Updated on 2025-08-25 GMT+08:00

Overview

Context

In SQL, each piece of data is associated with a data type that determines its behavior and usage. DataArts Fabric SQL provides an extensible data type system that is more versatile and flexible than other SQL implementations. Therefore, most type conversions in DataArts Fabric SQL are managed by common rules, which allow the use of mixed-type expressions.

The DataArts Fabric SQL scanner/analyzer only decomposes lexical elements into five basic categories: integers, floating point numbers, strings, identifiers, and keywords. Most non-numeric types are first represented as strings. The SQL language definition allows constant strings to be declared as specific types. For example, the query is as follows:

1
2
3
4
5
postgres=#SELECT text 'Origin' AS "label", point '(0,0)' AS "value";
 label  | value
--------+-------
 Origin | (0,0)
(1 row)

In the example, there are two text constants of the text and point types.
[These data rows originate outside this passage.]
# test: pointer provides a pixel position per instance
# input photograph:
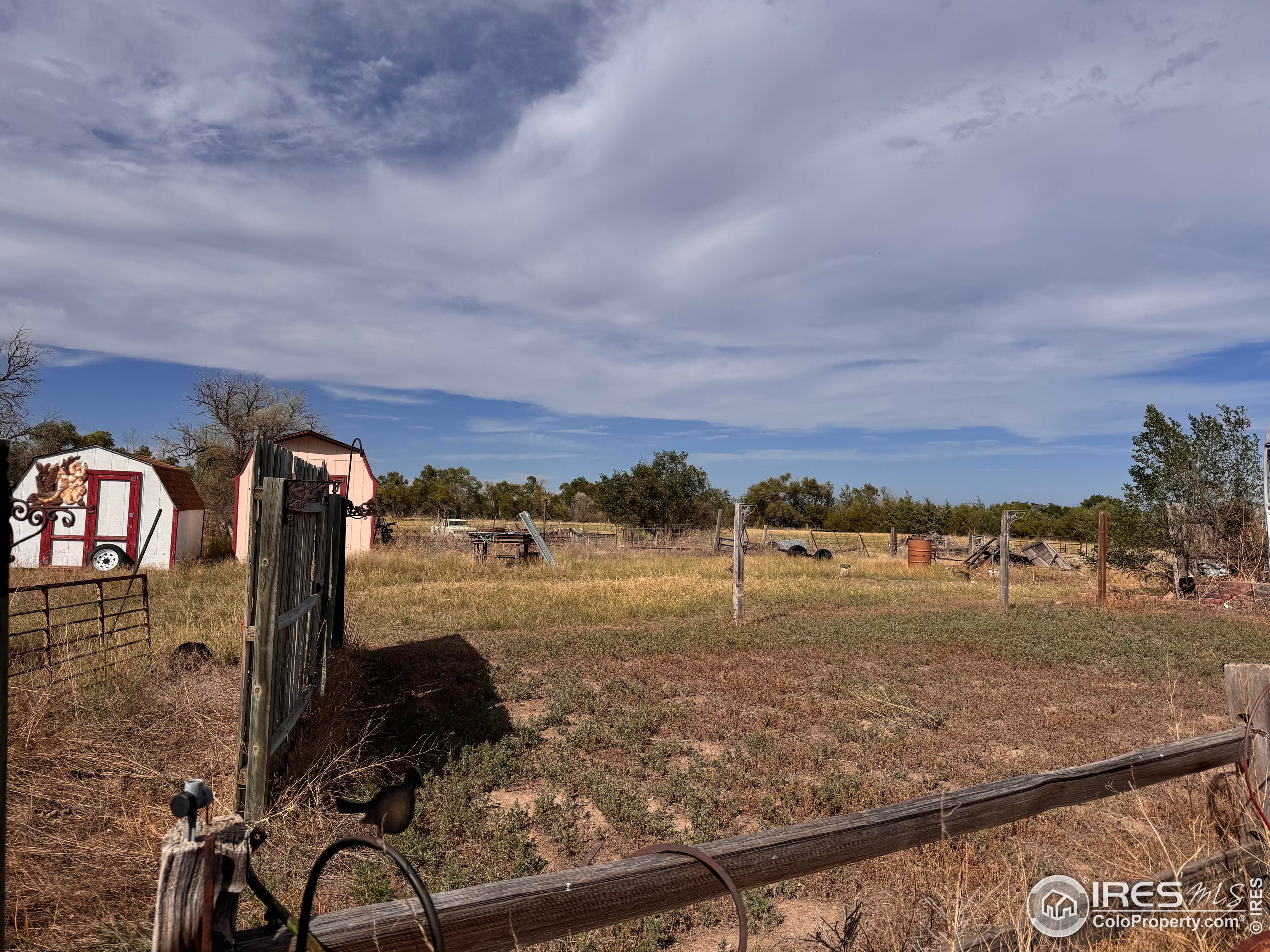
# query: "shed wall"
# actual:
(317, 451)
(153, 498)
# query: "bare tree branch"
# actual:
(21, 359)
(228, 411)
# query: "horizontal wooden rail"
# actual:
(505, 916)
(287, 619)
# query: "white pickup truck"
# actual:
(451, 527)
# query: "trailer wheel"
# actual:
(107, 559)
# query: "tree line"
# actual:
(668, 490)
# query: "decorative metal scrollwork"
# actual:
(40, 517)
(303, 494)
(366, 511)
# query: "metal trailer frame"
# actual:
(527, 521)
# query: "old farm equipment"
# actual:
(517, 546)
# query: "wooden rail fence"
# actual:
(75, 629)
(294, 610)
(506, 916)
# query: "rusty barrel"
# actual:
(919, 551)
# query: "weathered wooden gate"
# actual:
(294, 610)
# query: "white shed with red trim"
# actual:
(115, 498)
(345, 463)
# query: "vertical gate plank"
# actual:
(261, 709)
(253, 518)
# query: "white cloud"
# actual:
(769, 215)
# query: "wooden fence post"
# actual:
(1103, 558)
(191, 873)
(1248, 697)
(1004, 558)
(101, 621)
(49, 635)
(738, 565)
(261, 710)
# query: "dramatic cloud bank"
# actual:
(784, 214)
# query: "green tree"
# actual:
(667, 490)
(1203, 475)
(783, 500)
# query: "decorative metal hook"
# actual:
(421, 892)
(713, 865)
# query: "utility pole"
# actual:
(1004, 554)
(1103, 558)
(1266, 488)
(1004, 559)
(738, 561)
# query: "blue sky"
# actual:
(951, 249)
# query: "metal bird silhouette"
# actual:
(391, 809)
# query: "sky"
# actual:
(948, 248)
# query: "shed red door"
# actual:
(116, 517)
(114, 513)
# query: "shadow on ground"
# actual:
(436, 696)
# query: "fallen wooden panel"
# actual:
(504, 916)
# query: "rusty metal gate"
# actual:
(294, 610)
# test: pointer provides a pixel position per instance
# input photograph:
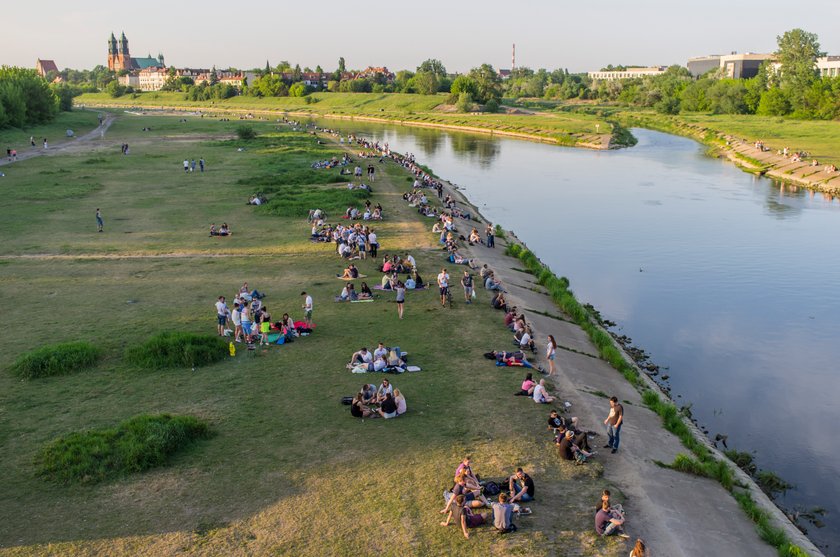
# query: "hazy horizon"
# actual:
(462, 36)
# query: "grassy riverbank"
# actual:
(288, 470)
(424, 110)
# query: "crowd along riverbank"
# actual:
(549, 293)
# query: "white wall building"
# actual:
(629, 73)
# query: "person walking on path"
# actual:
(400, 288)
(550, 353)
(307, 308)
(466, 282)
(443, 286)
(614, 422)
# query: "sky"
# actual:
(578, 35)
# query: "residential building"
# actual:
(734, 66)
(628, 73)
(829, 66)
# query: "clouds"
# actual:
(578, 36)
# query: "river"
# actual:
(726, 279)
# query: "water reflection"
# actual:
(725, 300)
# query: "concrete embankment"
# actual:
(676, 513)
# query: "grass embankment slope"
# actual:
(424, 110)
(288, 471)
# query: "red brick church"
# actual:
(120, 59)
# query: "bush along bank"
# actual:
(702, 460)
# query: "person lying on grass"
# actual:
(527, 387)
(464, 517)
(358, 409)
(472, 497)
(351, 272)
(512, 359)
(541, 395)
(609, 522)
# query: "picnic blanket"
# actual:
(380, 287)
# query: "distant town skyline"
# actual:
(462, 35)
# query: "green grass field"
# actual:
(288, 471)
(566, 128)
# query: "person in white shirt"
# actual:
(307, 308)
(541, 395)
(221, 315)
(362, 356)
(443, 285)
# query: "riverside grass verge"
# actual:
(56, 359)
(135, 445)
(411, 109)
(286, 459)
(177, 349)
(703, 463)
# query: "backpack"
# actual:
(491, 489)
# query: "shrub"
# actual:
(135, 445)
(56, 359)
(246, 132)
(168, 349)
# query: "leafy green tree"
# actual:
(299, 89)
(425, 82)
(774, 102)
(464, 84)
(487, 82)
(797, 53)
(434, 67)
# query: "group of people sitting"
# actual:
(382, 359)
(372, 402)
(251, 320)
(223, 230)
(469, 493)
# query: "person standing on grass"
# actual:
(400, 288)
(614, 422)
(236, 317)
(551, 353)
(307, 308)
(221, 314)
(374, 243)
(466, 282)
(443, 286)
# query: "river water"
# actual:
(727, 279)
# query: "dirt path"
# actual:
(71, 145)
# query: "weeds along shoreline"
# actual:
(703, 459)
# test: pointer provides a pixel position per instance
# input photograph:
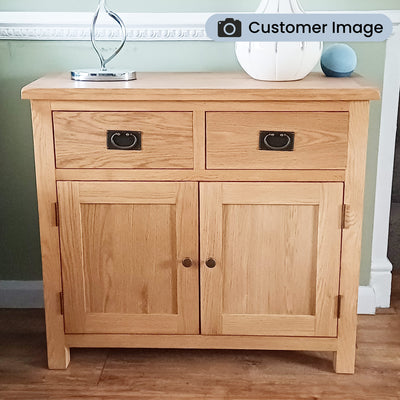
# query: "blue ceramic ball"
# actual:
(339, 60)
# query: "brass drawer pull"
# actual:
(124, 140)
(187, 262)
(211, 263)
(276, 141)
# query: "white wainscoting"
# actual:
(191, 26)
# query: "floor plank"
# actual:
(119, 374)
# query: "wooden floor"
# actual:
(198, 374)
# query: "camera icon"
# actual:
(230, 28)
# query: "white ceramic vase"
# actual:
(278, 61)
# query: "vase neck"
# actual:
(279, 7)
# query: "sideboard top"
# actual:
(202, 86)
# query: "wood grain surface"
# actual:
(81, 139)
(202, 86)
(320, 140)
(121, 247)
(277, 249)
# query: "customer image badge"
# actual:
(230, 28)
(299, 27)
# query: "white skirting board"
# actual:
(29, 294)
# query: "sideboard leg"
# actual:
(58, 357)
(344, 360)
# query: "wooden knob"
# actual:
(187, 262)
(211, 263)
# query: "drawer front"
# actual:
(82, 140)
(255, 140)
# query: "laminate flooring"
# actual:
(116, 374)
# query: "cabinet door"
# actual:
(122, 246)
(277, 253)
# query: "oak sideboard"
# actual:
(201, 210)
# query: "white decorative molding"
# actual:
(140, 26)
(21, 294)
(76, 26)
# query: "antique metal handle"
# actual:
(277, 141)
(187, 262)
(124, 140)
(126, 147)
(211, 263)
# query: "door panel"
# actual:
(122, 247)
(277, 248)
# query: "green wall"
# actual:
(23, 61)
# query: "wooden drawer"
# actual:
(81, 140)
(320, 140)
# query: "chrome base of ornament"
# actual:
(103, 76)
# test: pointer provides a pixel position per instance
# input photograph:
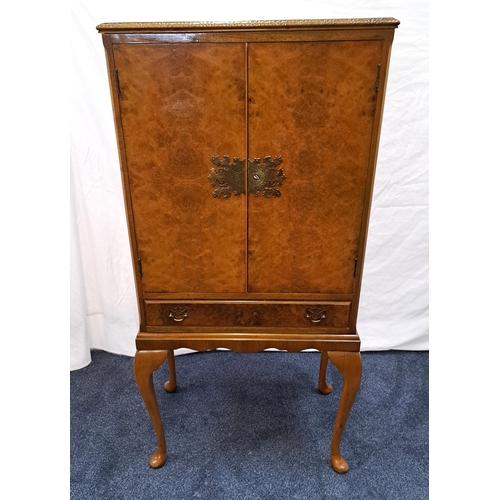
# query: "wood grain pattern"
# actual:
(314, 105)
(180, 105)
(222, 314)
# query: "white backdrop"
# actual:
(393, 310)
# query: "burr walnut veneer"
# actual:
(248, 153)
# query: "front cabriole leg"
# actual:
(145, 363)
(349, 366)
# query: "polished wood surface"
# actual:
(204, 113)
(319, 100)
(256, 314)
(169, 98)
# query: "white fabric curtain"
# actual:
(393, 311)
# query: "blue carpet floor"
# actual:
(251, 426)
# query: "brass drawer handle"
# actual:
(264, 177)
(178, 313)
(315, 314)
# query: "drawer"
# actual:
(247, 314)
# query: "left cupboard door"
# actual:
(180, 105)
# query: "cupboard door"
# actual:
(182, 104)
(312, 104)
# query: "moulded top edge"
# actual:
(379, 22)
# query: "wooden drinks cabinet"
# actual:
(247, 153)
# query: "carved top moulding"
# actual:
(378, 22)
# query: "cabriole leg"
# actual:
(171, 385)
(145, 363)
(323, 387)
(349, 366)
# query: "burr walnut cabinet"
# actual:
(247, 154)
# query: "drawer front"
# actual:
(248, 314)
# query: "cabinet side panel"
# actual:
(313, 104)
(181, 104)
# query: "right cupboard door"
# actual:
(312, 104)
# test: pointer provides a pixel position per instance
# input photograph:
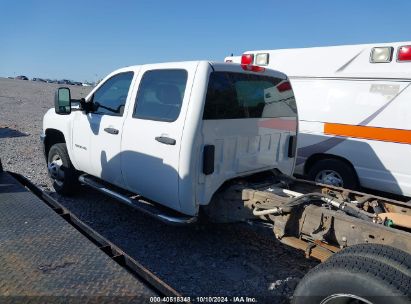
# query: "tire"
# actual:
(61, 170)
(396, 258)
(353, 279)
(333, 172)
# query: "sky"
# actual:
(86, 40)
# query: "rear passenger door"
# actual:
(98, 133)
(153, 130)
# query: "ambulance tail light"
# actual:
(247, 59)
(262, 59)
(284, 86)
(404, 53)
(381, 54)
(252, 68)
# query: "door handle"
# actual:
(111, 131)
(166, 140)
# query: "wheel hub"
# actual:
(329, 177)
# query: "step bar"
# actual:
(160, 213)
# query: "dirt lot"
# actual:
(209, 260)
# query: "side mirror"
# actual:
(62, 101)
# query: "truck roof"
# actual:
(217, 66)
(339, 61)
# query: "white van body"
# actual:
(353, 110)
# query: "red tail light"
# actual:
(252, 68)
(284, 86)
(247, 59)
(404, 53)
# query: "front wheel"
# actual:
(61, 170)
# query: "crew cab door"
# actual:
(153, 130)
(97, 134)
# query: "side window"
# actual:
(111, 97)
(237, 95)
(160, 95)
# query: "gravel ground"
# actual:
(207, 260)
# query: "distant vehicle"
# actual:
(65, 81)
(38, 79)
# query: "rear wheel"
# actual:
(61, 170)
(333, 172)
(347, 278)
(391, 256)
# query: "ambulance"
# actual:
(354, 107)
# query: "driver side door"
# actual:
(101, 128)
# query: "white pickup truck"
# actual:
(173, 133)
(171, 138)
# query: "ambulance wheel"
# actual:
(333, 172)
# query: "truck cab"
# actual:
(173, 133)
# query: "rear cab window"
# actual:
(233, 95)
(160, 95)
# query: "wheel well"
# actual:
(53, 136)
(321, 156)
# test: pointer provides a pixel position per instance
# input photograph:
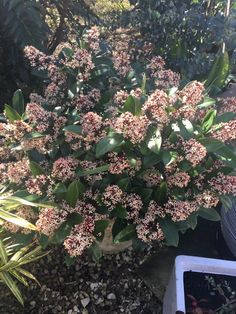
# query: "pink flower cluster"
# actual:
(207, 199)
(155, 107)
(50, 220)
(224, 184)
(91, 38)
(195, 152)
(121, 59)
(180, 210)
(112, 196)
(148, 229)
(179, 179)
(64, 168)
(80, 238)
(87, 102)
(132, 127)
(226, 132)
(227, 105)
(152, 177)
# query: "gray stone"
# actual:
(111, 296)
(85, 301)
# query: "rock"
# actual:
(93, 285)
(85, 301)
(111, 296)
(99, 301)
(76, 309)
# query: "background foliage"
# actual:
(187, 33)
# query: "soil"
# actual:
(107, 288)
(208, 296)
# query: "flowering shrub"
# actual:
(110, 140)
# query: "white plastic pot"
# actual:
(174, 299)
(228, 227)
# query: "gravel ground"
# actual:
(107, 288)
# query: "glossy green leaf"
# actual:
(72, 194)
(82, 173)
(16, 220)
(108, 144)
(95, 252)
(11, 114)
(126, 234)
(155, 141)
(170, 232)
(209, 214)
(74, 128)
(35, 168)
(18, 102)
(208, 120)
(10, 283)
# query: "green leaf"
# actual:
(82, 173)
(160, 195)
(132, 105)
(16, 220)
(151, 160)
(207, 102)
(108, 143)
(170, 232)
(212, 145)
(154, 142)
(11, 114)
(43, 241)
(138, 245)
(118, 225)
(100, 226)
(208, 120)
(35, 168)
(95, 252)
(74, 128)
(123, 183)
(69, 261)
(3, 253)
(225, 117)
(145, 193)
(10, 283)
(209, 214)
(126, 234)
(18, 102)
(72, 194)
(62, 232)
(119, 211)
(192, 221)
(60, 190)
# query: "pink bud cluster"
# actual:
(226, 132)
(195, 152)
(64, 168)
(80, 238)
(132, 127)
(155, 107)
(224, 184)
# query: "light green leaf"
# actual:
(126, 234)
(154, 142)
(16, 220)
(170, 232)
(108, 143)
(18, 102)
(10, 283)
(35, 168)
(209, 214)
(11, 114)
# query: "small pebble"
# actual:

If no type is specified for a string literal, the literal is first defined as an unknown type.

In the DataArts Fabric SQL analyzer, there are four basic SQL structures that require independent type conversion rules:

  • Function invocation

    Most SQL type systems are built on a rich set of functions. A function call can have one or more arguments. SQL allows function overloading. Therefore, the function to be called cannot be directly found based on the function name. The parser must select the correct function based on the parameter type provided by the function.

  • Operator

    SQL allows prefix or suffix (unary) operators to be used on expressions, and allows binary operators (two parameters) to be used inside expressions. Like functions, operators can be overloaded. Therefore, the selection of operators depends on the parameter type.

  • Value storage

    The INSERT and UPDATE statements store the results of expressions into a table. The expression type in the statement must be the same as the target field type or can be converted to the target field type.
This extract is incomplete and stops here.